There are more microorganisms, living in a handful of healthy forest soil, than people on Earth.

Living organisms present in soil include archaea, bacteria, actinomycetes, fungi, algae, protozoa, and a wide variety of larger soil fauna, including springtails, mites, nematodes, earthworms, ants, insects that spend all or part of their life underground.

These organisms play an important role in maintaining soil health and fertility, as well as in nutrient cycling and decomposition of organic matter. All of these organisms work together in an incredible way and are collectively called Edaphon.
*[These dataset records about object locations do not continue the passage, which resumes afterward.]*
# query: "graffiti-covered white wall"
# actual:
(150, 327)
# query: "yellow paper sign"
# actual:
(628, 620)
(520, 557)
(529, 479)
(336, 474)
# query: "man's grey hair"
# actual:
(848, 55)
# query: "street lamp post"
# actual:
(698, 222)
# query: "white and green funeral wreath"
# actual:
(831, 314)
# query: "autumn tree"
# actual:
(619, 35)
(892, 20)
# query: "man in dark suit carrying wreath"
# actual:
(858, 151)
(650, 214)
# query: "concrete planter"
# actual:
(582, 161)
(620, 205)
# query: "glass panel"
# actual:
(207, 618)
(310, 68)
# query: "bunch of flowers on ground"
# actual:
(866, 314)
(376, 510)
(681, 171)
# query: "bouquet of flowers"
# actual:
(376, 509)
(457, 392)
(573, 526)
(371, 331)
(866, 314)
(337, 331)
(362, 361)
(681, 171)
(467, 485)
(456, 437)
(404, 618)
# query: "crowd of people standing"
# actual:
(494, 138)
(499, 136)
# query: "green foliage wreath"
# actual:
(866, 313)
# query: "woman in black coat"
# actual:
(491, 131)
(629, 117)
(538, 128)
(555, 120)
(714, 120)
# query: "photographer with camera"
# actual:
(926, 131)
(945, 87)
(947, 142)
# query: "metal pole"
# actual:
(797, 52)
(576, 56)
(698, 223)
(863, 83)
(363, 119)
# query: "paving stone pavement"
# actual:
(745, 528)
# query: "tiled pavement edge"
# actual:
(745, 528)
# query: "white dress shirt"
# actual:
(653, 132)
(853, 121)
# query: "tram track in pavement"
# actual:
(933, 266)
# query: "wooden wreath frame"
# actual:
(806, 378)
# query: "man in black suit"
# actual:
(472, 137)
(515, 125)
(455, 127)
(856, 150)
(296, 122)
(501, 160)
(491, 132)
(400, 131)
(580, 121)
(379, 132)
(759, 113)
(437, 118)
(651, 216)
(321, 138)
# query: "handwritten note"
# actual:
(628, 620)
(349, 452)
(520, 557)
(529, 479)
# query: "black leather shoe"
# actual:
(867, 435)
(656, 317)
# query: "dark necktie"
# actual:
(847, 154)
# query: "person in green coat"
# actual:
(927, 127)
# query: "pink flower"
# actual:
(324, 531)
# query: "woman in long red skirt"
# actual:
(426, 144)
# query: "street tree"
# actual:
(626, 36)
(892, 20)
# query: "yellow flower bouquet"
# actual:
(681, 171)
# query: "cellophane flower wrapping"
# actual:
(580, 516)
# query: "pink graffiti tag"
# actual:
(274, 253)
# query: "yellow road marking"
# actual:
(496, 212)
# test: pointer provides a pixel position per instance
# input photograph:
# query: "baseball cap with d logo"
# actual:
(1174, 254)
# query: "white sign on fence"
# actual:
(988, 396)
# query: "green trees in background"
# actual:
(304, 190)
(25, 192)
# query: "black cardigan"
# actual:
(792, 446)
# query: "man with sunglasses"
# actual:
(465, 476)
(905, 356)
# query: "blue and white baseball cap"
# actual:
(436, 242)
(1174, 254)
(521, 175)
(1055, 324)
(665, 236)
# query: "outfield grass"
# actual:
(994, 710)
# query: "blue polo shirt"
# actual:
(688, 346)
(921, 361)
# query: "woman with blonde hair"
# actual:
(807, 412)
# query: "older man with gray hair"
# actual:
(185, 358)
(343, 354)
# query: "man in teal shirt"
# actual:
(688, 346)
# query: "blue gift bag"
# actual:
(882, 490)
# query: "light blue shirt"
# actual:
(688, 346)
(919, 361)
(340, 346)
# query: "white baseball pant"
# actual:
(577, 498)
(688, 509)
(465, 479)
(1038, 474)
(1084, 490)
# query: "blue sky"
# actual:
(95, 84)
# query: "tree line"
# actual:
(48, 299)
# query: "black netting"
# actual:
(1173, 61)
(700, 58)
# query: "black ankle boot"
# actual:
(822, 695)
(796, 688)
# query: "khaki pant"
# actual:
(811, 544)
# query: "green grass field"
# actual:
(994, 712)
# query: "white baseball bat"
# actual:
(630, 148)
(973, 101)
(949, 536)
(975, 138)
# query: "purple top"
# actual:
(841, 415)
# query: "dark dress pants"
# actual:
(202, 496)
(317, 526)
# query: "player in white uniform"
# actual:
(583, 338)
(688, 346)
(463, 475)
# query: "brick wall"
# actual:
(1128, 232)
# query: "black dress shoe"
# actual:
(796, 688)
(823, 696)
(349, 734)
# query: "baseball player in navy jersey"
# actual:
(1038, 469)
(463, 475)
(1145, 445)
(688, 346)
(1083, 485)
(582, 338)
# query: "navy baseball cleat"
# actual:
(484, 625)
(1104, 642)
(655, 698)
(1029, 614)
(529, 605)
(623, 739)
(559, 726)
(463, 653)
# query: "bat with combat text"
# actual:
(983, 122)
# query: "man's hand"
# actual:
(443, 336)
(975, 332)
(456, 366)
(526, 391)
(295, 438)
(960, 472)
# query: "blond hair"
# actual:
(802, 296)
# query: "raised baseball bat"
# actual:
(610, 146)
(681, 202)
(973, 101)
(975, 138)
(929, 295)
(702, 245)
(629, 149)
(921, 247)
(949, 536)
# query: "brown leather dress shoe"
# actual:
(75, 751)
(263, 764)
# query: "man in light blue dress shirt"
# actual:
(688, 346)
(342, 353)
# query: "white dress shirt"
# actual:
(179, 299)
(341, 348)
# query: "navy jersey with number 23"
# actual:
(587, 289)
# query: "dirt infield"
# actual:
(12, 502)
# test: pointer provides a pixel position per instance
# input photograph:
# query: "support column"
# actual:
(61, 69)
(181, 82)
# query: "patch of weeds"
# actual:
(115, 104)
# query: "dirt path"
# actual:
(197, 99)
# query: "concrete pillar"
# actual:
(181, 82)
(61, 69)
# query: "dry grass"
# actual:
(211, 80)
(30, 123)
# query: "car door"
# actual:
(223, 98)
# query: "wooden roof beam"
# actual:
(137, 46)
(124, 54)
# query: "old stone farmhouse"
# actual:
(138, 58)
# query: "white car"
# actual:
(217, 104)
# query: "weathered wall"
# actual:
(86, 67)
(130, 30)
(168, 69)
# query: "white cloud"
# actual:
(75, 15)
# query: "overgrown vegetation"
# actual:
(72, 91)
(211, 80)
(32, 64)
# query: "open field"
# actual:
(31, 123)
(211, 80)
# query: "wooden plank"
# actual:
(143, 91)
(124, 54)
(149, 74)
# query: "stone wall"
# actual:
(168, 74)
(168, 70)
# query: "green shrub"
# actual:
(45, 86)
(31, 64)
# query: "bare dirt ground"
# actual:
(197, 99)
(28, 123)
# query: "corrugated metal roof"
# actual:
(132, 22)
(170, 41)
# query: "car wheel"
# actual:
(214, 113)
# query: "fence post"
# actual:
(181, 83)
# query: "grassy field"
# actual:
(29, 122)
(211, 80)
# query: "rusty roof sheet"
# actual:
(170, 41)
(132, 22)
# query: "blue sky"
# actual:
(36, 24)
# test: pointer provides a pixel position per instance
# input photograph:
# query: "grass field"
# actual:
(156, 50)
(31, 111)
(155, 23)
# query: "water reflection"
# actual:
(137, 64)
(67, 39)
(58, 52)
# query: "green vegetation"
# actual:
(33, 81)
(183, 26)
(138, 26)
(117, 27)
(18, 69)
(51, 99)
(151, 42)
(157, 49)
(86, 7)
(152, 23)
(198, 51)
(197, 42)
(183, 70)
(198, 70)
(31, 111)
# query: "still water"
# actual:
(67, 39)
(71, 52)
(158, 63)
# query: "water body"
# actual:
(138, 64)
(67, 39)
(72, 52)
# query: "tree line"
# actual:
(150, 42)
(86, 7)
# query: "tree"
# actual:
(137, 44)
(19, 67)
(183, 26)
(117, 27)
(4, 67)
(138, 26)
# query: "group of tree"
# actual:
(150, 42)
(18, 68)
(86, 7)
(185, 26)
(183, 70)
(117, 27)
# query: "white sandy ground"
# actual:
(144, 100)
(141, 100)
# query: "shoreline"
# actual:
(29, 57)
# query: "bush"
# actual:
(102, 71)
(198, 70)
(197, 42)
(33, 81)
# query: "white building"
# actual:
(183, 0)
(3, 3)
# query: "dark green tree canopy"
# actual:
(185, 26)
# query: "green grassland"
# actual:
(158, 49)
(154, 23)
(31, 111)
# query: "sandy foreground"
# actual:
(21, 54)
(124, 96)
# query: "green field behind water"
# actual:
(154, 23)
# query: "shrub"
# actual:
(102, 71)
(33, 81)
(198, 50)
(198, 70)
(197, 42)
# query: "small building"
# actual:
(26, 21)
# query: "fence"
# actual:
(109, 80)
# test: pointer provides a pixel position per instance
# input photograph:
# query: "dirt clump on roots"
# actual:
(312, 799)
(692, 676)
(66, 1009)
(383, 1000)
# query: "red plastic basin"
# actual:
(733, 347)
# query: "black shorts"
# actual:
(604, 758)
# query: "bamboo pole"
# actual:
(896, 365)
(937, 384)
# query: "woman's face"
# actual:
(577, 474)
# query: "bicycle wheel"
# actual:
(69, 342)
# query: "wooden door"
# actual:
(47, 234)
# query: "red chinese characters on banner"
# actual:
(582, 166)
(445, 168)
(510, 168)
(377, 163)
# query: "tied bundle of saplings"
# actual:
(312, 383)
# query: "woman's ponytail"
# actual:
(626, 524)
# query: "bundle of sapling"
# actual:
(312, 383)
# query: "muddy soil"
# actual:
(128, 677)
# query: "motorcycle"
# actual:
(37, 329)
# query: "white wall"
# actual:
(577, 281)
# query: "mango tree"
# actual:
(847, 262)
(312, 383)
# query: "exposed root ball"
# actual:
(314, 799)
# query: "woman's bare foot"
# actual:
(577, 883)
Through this collaboration, they tend to provide harmony for the disturbed phases of nature.

After years of empirical research, the R&D team behind Bio.SoilZ has been able to condition this microscopic community in a certain way to address the disturbances in agro-ecosystem. This community is called “microorganisms” and it is capable of doing amazing things.

The role of Edaphon in soil is crucial as they play a key role in nutrient cycling, organic matter decomposition, and soil structure formation. Some of the specific roles of edaphon in soil include:

  1. Nutrient cycling: Edaphon helps in the conversion of nutrients such as nitrogen, phosphorus, and sulfur into forms that plants can absorb
  2. Decomposition of organic matter: Edaphon plays a crucial role in breaking down organic matter, such as dead plant and animal material, into nutrients that can be utilized by plants.
  3. Soil structure formation: Edaphon can help to create and maintain soil structure by producing and releasing organic compounds that bind soil particles together.
  4. Disease suppression: Some members of the Edaphon community, such as certain bacteria and fungi, can help to suppress the growth of plant pathogens, thereby reducing the incidence of plant diseases.

Overall, the Edaphon plays an essential role in maintaining soil health and productivity, and understanding the complex interactions between different members of the edaphon community is essential for sustainable agriculture and land management practices.